PHUKET OPINION: Let’s kill the ignorance on the roads
PHUKET: Phuket City Police are to be commended for not giving up in their effort to get all motorbike riders in their district to wear safety helmets.
Unfortunately, the entrenched carelessness that has persisted on Phuket roads for at least two decades means they face a long, uphill battle against a notoriously stubborn opponent: ignorance.
Despite a two-month public relations campaign that saw thousands of free helmets given away and countless verbal warnings, compliance with the helmet law among motorbike riders is still far from perfect, especially among children and other pillion riders.
July 1 marked the D-day, when police were to begin issuing fines against all helmet law offenders in the district. Unfortunately, and as predicted in this space soon after the campaign was announced in late April, the scale of the problem and lack of police manpower resulted in a “non-starter”.
But rather than giving up, Phuket City Police employed a new tactic: seizing the licenses of violators caught at police checkpoints and not returning them until the offenders viewed a short film with graphic images of the kinds of severe head trauma their recalcitrance puts them at risk of.
It is expected that the movie experiences will continue for about two months before fines will be issued.
Soon after its launch, the “scared straight” public relations campaign got a strong show of support from Deputy Interior Minister Thavorn Senniam, whose younger brother succumbed to a cranial hemorrhage after his unprotected head hit the pavement in a motorcycle accident in 1982.

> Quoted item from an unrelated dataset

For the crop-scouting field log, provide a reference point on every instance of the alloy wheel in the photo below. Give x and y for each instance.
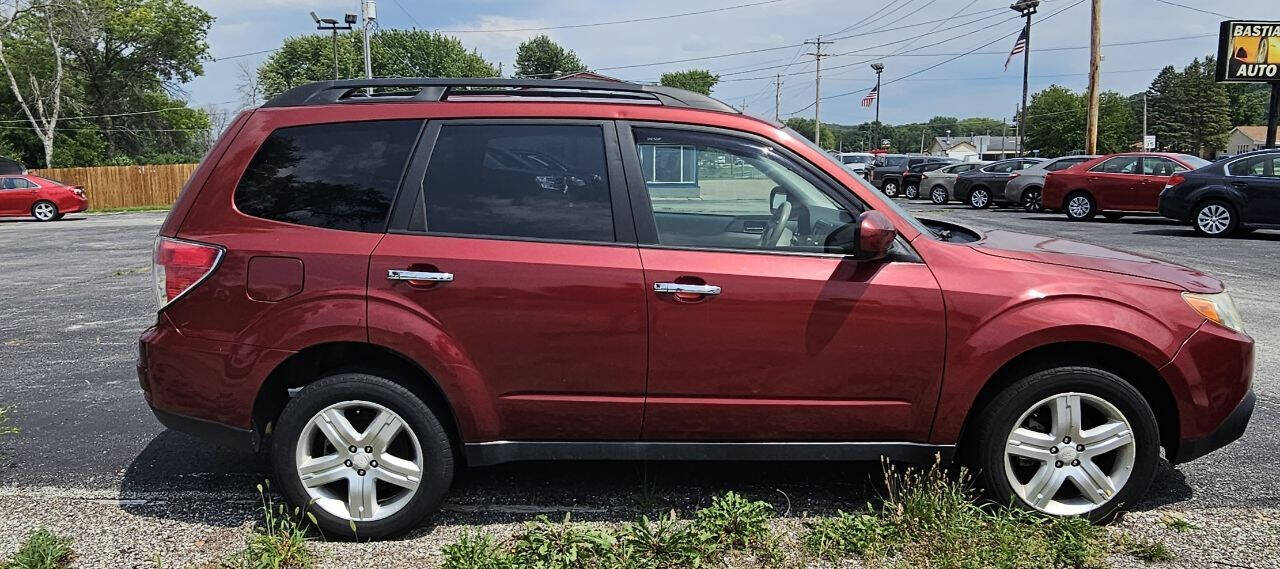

Mr Thavorn said he would like to see other police districts of Phuket adopt similar campaigns, and would suggest similar projects in his visits to 13 other provinces in the South, where he is responsible for overseeing that government polices on health and human security issues are implemented.
Numbers alone reveal why across-the-board helmet use is essential for Phuket. According to Ministry of Public Health statistics, the province consistently ranks in the Top Five of Thailand’s 76 provinces in terms of road accident injuries and fatalities, often taking the Number One spot.
The majority are young people on motorbikes without helmets.
While the incidence-rate statistics are no doubt skewed because they fail to take into account Phuket’s huge migrant population, the fact remains that 15 deaths a month is an unacceptably high figure that could be dramatically reduced if the Phuket City Police effort is successful.
The Gazette would like, once again, to suggest that the police put particular enforcement emphasis on protecting children by setting up random checkpoints in front of schools every morning.